Located in the United States
At my job, we take turns going on call each weekend. Being on call just involves being available to take calls and provide technical support. We get paid per call taken, in addition to a daily flat-rate for Friday, Saturday, and Sunday. I have been at this job for two years and I have never received a call while being “on-call”, though I have spent ~90 days on call while I've been here.
My training for being “on-call” was extremely poor. For the first year, I didn't even know that we got paid a flat rate per day. I was only told that we got paid for time spent on calls. At the beginning of the second year, there was an announcement that some of our rates were changing, and it was announced that we would receive $123 (not the actual number) per day while on-call. My understanding at the time was that this was new. I.e. we weren't getting a daily flat-rate previously, but now we are. At no point during my training or the announcement were there any instructions provided on how to report the days spent on-call for our pay stubs. We have a meeting every week where management would document who is going to be on-call, and I believed that this documentation was used to update our paychecks.
I recently discovered that there is a special process that we need to go through in order to report our on-call days in our payroll system in order to get paid for them. This is the first that I have heard of this, and I am currently owed over $8,000 in back-pay for my on-call days.

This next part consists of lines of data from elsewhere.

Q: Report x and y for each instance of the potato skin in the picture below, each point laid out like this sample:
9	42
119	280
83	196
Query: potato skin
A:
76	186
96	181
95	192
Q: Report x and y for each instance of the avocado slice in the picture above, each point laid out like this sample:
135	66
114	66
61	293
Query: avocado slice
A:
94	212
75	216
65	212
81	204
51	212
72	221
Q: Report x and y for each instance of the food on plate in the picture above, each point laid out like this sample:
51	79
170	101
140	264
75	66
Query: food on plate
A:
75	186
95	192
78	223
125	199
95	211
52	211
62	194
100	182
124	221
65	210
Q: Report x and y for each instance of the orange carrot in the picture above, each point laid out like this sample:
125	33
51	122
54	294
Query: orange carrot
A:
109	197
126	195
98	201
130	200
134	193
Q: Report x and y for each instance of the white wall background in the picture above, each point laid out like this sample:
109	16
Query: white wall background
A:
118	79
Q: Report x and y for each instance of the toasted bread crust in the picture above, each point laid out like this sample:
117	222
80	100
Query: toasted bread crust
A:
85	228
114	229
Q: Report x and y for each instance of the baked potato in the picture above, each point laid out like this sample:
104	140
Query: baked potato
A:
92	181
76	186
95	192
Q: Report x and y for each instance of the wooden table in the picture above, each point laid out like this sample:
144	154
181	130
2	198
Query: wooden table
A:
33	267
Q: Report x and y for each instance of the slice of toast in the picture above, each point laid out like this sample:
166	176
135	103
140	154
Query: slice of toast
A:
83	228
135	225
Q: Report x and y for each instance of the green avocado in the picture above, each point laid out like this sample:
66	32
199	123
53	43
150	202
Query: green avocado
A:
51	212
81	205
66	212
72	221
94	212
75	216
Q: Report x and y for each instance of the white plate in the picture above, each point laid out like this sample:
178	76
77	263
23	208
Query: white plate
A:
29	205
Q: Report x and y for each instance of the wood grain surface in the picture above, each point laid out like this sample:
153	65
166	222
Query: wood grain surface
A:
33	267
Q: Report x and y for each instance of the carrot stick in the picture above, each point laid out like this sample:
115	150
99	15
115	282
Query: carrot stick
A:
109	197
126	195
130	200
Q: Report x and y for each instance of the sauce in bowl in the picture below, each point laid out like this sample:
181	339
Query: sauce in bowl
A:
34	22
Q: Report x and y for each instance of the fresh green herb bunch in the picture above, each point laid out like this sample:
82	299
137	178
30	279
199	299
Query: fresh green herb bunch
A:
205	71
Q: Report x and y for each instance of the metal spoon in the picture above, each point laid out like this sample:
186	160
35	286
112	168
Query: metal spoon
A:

I spoke with my manager, and he said that he will set up a meeting with HR, but that they would most likely be unable to pay me, though they could offer me some PTO days instead. He also mentioned that all three of the other people in my team had the same issue at some point in time, yet nobody communicated this to me or thought to check with me to see if I was in the same boat. Needless to say, I am not okay with this. Is this legal? My company failed to train me in this process, failed to communicate that it exists, and failed to communicate that we even got paid-per day, and there is a documented history of this being an issue. I'm wondering whether or not this is legal, how hard I should push-back on them, and at what point should I talk to a lawyer?